Back in March, POGO released its second report on the Inspector General (IG) system, entitled Inspectors General: Accountability is a Balancing Act, in which we examined how to hold IGs accountable. One of our most troubling findings in that report was that IGs often treat whistleblowers as mere afterthoughts. In our experience, IGs often project an attitude of indifference towards whistleblowers and do not aggressively pursue whistleblower disclosures or adequately protect whistleblowers from retaliation. Given the history of significant government misconduct disclosed by whistleblowers as well as the history of retaliation suffered by whistleblowers for disclosing that misconduct, POGO finds that attitude shameful.

A simple way to gauge an IG's attitude toward whistleblowers is to look for public statements highlighting the integral role played by whistleblowers in cases that resulted in a successful outcome. An example of that can be found in recent testimony before the Senate Aging Committee by the IG for the Pension Benefit Guaranty Corporation (PBGC), Becky Batts. In her testimony, Batts noted:

"I am grateful to the PBGC employee who first reported the questionable actions of the former Director to my office. Disregarding concern about how well the Whistleblower Protection Act could protect his/her identity, this loyal employee made a choice to put PBGC's interests above the employee's own interest to be free from possible retaliation. That choice will help the PBGC Board and PBGC leadership make the changes needed to maintain the public's trust. This employee deserves our gratitude and thanks."
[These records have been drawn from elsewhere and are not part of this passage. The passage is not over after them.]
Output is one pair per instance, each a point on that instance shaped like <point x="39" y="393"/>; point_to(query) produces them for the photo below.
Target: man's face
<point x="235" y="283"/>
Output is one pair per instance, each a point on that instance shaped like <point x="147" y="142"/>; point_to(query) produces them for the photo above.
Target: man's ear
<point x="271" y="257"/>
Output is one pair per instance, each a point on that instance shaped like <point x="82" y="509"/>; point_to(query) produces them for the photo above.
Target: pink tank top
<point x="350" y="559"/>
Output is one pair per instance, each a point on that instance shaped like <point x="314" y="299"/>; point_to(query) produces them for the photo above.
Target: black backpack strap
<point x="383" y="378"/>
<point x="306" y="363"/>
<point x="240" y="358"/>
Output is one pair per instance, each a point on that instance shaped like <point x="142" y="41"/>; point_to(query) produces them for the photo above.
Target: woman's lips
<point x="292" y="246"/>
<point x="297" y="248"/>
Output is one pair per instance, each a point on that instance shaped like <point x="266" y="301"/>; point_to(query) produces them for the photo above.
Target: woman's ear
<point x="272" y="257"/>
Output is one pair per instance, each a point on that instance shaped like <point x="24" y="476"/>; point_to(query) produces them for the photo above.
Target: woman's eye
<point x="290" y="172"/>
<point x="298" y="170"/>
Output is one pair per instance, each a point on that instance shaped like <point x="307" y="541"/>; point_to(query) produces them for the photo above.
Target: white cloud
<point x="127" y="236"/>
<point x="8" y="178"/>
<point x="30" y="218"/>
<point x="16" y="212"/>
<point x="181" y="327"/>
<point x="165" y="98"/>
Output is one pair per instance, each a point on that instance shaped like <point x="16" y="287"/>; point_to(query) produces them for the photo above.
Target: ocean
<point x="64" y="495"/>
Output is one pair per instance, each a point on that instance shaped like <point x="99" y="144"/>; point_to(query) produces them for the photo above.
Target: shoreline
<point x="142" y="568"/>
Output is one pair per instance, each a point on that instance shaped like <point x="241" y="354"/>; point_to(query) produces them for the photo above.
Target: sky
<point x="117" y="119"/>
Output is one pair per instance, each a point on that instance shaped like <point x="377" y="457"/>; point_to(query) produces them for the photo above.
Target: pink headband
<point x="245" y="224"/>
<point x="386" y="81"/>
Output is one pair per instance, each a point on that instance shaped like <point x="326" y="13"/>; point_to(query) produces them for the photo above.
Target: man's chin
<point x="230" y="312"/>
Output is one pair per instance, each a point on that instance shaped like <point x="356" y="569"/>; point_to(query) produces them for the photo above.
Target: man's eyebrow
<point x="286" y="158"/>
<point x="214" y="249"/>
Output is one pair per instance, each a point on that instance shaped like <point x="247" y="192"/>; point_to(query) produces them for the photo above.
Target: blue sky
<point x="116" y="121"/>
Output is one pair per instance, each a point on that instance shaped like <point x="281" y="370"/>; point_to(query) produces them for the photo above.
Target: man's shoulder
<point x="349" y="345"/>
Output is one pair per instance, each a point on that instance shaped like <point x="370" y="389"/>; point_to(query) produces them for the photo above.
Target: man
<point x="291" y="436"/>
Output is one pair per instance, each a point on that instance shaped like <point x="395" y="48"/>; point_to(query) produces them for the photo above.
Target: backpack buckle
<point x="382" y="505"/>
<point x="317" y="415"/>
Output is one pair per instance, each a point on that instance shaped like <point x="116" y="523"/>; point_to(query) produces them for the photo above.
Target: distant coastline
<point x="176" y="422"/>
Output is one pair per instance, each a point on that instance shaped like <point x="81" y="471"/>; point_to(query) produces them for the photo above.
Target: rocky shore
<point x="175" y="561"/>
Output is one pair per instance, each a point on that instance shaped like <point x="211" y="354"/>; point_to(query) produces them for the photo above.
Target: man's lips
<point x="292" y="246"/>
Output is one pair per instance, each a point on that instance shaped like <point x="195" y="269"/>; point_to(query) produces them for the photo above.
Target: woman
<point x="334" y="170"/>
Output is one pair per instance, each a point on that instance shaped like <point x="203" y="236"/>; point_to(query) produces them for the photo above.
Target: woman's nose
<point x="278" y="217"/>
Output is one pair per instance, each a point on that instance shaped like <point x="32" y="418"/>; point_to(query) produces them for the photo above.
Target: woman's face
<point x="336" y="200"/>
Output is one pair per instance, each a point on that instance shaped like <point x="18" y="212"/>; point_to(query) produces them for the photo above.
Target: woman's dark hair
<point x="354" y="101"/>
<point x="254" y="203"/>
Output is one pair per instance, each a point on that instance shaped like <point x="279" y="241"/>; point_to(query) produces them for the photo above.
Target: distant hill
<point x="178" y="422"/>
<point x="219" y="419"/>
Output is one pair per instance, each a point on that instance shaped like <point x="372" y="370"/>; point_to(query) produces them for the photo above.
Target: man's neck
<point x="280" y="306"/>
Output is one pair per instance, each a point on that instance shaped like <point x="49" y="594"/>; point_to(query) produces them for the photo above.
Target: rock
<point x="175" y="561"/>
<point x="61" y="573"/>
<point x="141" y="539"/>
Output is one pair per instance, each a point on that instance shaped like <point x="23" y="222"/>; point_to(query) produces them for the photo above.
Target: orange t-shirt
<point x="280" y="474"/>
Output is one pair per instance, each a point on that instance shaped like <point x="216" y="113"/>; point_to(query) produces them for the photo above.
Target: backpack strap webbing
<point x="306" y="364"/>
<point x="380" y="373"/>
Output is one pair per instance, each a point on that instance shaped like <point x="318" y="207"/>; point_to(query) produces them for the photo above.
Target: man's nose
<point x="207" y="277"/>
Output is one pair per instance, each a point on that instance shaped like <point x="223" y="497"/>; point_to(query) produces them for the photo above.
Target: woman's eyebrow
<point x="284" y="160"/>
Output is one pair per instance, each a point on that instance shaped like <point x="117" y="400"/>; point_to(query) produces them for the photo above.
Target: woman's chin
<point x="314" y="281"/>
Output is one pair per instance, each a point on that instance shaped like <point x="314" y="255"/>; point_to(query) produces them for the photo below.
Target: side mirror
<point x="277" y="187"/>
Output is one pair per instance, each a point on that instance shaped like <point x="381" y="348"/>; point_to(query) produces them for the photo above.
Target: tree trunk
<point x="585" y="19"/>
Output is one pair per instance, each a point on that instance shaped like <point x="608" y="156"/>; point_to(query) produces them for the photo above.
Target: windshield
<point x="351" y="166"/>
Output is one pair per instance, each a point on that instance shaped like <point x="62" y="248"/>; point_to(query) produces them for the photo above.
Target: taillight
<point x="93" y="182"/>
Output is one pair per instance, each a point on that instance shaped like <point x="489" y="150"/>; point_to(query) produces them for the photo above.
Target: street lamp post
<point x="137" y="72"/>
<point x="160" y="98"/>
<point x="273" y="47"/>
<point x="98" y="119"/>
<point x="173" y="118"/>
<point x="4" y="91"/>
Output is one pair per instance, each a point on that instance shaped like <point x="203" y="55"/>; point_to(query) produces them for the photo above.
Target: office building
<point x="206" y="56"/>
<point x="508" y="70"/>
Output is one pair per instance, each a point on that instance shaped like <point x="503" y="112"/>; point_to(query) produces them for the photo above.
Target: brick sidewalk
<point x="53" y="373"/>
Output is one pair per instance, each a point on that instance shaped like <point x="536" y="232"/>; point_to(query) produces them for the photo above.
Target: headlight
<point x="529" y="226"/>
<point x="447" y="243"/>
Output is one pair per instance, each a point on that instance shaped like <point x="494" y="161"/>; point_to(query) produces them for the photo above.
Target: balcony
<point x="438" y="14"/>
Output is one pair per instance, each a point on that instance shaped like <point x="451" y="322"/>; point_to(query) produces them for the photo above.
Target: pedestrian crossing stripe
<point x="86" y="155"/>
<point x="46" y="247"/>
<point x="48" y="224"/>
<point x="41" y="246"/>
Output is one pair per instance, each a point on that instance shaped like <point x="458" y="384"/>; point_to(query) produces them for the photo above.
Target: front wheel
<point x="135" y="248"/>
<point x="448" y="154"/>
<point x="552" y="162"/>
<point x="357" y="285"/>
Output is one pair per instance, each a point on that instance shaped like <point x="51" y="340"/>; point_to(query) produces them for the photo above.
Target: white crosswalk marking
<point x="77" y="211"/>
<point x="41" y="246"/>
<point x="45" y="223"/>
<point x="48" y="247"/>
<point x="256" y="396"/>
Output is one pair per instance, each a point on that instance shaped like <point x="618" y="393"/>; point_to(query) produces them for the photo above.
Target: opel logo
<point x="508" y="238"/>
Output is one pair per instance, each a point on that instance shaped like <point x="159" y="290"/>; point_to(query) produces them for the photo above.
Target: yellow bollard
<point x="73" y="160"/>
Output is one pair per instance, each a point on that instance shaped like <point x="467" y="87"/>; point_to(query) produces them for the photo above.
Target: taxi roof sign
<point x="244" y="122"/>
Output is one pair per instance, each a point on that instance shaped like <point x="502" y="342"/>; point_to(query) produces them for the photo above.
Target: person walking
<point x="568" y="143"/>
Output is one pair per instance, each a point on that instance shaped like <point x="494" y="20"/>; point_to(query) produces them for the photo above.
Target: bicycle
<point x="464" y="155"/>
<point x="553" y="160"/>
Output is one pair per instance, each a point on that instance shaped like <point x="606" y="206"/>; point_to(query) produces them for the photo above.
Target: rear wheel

These statements go a long way towards informing potential whistleblowers that reporting government misconduct is a valuable and courageous act that should be celebrated rather than neglected. If the IG community is truly interested in improving their ability to work effectively whistleblowers, they should start by following the lead of IGs like Batts, Special IG for the Troubled Asset Relief Program Neil Barofsky, and SEC IG David Kotz.